I wanted to shout arguments. I bit my tongue. Something seen from the corner of my eye made me turn away and move over to the empty birdcages. It took a few moments for me to see what I was looking at:

“Jesus,” I whispered. “Hirohito. Addis Ababa. They’re gone.”

I turned to stare at Crumley and point.

“Someone’s taken the old newspaper headlines out of the cages. Whoever came up here not only scared her to death, but took the papers. My God, he’s a souvenir collector. I bet he’s got a pocketful of train ticket punchout confetti and Scott Joplin’s peeled-off head, too.”

“Scott Joplin’s what?”

He didn’t want to, but at last Crumley came to look at the bottoms of the cages.

“Find those newspapers and you’ll find him,” I said.

“Easy as pie.” Crumley sighed.

He led me down past the turned-to-the-wall mirrors that had not seen anyone come up during the night and did not see him go. In the downstairs stairwell area was the dusty window with the sign in it. For no reason I could figure, I reached out and pulled the sign away from its flaking Scotch-taped frame. Crumley was watching me.

“Can I have this?” I asked.

“It’ll hurt you, every time you look at it,” said Crumley. “Oh, hell. Keep it.”

I folded it and tucked it in my pocket.

Upstairs, the birdcages sang no songs.

The coroner stepped in, full of mid-afternoon beer and whistling.

It had begun to rain.
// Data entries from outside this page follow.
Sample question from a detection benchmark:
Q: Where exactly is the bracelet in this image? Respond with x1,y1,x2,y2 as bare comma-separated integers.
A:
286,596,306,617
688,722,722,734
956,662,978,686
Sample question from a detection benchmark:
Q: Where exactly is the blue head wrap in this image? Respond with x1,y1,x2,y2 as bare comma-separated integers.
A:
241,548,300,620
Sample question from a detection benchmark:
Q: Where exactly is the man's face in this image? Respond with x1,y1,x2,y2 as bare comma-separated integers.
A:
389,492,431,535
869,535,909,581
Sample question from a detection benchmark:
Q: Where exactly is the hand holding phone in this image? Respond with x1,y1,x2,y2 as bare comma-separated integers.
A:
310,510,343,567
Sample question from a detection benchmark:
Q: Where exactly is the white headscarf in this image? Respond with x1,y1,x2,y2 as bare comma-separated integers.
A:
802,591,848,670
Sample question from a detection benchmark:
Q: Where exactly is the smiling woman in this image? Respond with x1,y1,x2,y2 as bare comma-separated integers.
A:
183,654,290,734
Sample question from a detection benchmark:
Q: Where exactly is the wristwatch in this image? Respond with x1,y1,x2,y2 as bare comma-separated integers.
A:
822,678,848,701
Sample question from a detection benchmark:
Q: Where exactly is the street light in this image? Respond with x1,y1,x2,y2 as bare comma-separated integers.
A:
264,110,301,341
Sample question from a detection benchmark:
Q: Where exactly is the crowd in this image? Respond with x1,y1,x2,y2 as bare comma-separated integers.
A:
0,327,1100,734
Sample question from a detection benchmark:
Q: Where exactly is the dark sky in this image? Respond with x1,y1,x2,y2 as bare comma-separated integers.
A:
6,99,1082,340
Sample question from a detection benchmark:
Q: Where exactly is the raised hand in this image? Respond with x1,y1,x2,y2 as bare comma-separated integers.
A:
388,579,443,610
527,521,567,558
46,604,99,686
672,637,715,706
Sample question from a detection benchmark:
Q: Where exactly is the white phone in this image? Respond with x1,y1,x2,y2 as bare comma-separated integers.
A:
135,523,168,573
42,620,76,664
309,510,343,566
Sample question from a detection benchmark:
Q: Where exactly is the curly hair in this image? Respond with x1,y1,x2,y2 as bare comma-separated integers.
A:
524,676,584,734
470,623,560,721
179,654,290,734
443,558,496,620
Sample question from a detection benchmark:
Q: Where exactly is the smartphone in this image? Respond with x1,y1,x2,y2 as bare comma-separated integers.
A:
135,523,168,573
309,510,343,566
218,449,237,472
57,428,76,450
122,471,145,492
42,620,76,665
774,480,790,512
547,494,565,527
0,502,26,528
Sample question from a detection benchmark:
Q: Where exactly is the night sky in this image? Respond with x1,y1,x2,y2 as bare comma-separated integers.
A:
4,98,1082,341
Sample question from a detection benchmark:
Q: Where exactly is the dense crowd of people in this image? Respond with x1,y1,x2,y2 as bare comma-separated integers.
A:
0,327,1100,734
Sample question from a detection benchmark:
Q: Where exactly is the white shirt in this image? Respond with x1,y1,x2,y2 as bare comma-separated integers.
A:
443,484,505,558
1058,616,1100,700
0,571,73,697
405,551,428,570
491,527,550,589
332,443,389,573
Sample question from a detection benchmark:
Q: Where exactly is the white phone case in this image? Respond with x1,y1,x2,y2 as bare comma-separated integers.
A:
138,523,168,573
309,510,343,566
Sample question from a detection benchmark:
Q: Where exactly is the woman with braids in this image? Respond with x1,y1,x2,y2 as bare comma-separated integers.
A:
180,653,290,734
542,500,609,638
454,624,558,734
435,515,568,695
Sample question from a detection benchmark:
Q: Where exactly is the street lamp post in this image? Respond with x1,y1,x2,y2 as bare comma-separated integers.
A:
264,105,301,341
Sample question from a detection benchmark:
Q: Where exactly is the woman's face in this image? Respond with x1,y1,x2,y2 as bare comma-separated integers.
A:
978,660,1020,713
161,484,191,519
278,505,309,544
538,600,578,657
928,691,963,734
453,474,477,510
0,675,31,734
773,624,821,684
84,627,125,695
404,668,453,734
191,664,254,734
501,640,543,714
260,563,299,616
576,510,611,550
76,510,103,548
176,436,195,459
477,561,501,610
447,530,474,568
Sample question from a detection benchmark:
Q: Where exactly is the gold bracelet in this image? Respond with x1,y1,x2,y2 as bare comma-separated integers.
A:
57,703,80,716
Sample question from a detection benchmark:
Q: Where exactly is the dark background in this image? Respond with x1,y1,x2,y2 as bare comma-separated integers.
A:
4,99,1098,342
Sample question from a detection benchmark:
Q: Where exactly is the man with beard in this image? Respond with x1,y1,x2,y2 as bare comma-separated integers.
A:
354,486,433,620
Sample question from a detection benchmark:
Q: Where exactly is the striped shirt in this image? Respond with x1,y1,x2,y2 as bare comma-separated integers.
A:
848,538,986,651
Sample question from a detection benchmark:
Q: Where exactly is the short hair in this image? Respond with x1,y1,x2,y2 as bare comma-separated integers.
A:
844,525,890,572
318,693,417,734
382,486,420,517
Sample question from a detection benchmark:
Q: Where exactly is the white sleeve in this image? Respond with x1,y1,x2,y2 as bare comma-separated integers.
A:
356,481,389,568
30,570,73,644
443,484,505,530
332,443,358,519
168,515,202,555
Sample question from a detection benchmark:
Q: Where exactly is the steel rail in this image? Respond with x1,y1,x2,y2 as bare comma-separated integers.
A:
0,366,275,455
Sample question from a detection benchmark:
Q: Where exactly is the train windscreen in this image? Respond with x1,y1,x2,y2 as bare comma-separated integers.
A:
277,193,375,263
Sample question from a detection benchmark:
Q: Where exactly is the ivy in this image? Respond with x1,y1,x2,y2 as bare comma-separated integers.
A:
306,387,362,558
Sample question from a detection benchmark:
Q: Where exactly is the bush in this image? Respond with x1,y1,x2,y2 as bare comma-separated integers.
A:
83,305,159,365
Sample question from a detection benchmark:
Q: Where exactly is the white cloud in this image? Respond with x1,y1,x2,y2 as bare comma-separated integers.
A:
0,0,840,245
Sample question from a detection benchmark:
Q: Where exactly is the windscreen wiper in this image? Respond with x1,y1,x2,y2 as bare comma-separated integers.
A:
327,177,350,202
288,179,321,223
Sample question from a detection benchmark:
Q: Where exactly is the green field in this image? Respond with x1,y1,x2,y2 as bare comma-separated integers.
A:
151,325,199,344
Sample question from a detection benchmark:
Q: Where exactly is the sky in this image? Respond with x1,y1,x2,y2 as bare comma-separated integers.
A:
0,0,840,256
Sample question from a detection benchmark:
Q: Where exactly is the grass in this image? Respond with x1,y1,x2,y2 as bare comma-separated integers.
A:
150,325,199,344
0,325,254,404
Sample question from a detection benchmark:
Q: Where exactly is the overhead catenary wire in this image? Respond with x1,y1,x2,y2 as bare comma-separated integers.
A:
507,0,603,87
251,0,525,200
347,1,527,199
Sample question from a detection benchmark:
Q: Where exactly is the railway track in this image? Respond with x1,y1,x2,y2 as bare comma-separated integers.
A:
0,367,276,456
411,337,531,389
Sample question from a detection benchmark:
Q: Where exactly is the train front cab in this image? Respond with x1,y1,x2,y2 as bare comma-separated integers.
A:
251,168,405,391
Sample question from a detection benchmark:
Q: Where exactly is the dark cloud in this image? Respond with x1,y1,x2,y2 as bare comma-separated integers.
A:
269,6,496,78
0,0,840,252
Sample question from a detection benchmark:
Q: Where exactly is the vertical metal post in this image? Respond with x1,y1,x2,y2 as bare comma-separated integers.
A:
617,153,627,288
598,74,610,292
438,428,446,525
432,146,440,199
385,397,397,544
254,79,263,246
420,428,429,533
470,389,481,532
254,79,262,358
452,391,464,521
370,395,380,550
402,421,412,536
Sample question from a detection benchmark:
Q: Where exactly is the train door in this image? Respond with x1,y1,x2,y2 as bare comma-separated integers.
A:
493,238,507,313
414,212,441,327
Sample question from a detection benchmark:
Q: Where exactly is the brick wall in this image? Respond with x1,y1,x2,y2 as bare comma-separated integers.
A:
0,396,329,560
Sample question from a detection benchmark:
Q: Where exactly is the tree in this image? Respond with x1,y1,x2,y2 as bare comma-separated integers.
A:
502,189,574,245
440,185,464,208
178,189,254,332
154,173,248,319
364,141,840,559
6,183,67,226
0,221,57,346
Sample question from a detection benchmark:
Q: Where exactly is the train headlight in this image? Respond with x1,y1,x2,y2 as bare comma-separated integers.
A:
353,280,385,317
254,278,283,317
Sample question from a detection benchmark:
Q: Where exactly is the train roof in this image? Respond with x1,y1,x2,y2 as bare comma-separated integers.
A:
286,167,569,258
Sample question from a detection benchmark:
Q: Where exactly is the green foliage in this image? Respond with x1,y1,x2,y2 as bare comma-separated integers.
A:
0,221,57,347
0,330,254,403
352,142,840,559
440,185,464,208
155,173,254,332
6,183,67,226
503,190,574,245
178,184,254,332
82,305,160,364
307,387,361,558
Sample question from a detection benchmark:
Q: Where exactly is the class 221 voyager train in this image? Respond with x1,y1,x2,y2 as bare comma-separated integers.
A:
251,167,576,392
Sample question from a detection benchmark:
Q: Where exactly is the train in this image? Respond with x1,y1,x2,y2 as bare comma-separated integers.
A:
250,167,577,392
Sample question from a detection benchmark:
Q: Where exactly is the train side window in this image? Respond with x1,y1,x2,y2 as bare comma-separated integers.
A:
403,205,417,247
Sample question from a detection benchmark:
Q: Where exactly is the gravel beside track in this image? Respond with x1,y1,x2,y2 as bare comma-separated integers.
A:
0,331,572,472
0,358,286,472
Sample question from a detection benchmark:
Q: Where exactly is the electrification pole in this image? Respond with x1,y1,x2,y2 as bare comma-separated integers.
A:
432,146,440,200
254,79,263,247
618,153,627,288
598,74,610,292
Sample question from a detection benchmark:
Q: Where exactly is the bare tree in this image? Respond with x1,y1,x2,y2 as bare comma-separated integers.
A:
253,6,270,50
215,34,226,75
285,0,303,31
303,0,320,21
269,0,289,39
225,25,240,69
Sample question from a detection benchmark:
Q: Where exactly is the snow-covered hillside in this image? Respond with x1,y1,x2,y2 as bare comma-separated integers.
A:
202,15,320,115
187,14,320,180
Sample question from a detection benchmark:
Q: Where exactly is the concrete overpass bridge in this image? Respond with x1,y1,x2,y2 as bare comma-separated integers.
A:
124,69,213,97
It rained all across Venice as Crumley’s car drove us away from her house, away from my house, away from phones that rang at the wrong hours, away from the gray sea and the empty snore and the remembrance of drowned swimmers. The car windshield was like a great eye, weeping and drying itself, weeping again, as the wiper shuttled and stopped, shuttled and stopped and squeaked to shuttle again. I stared straight ahead.

Inside his jungle bungalow, Crumley looked in my face, guessed at a brandy instead of a beer, gave me that, and nodded at the telephone in his bedroom.

“You got any money to call Mexico City?”

I shook my

head.

“Now you have,” said Crumley. “Call. Talk to your girl. Shut the door and talk.”

I grabbed his hand and almost broke every bone in it, gasping. Then I called Mexico.

“Peg!”

“Who is this?”

“It’s me, me!

“My God, you sound so strange, so far away.”

“I am far away.”

“You’re alive, thank God.”

“Sure.”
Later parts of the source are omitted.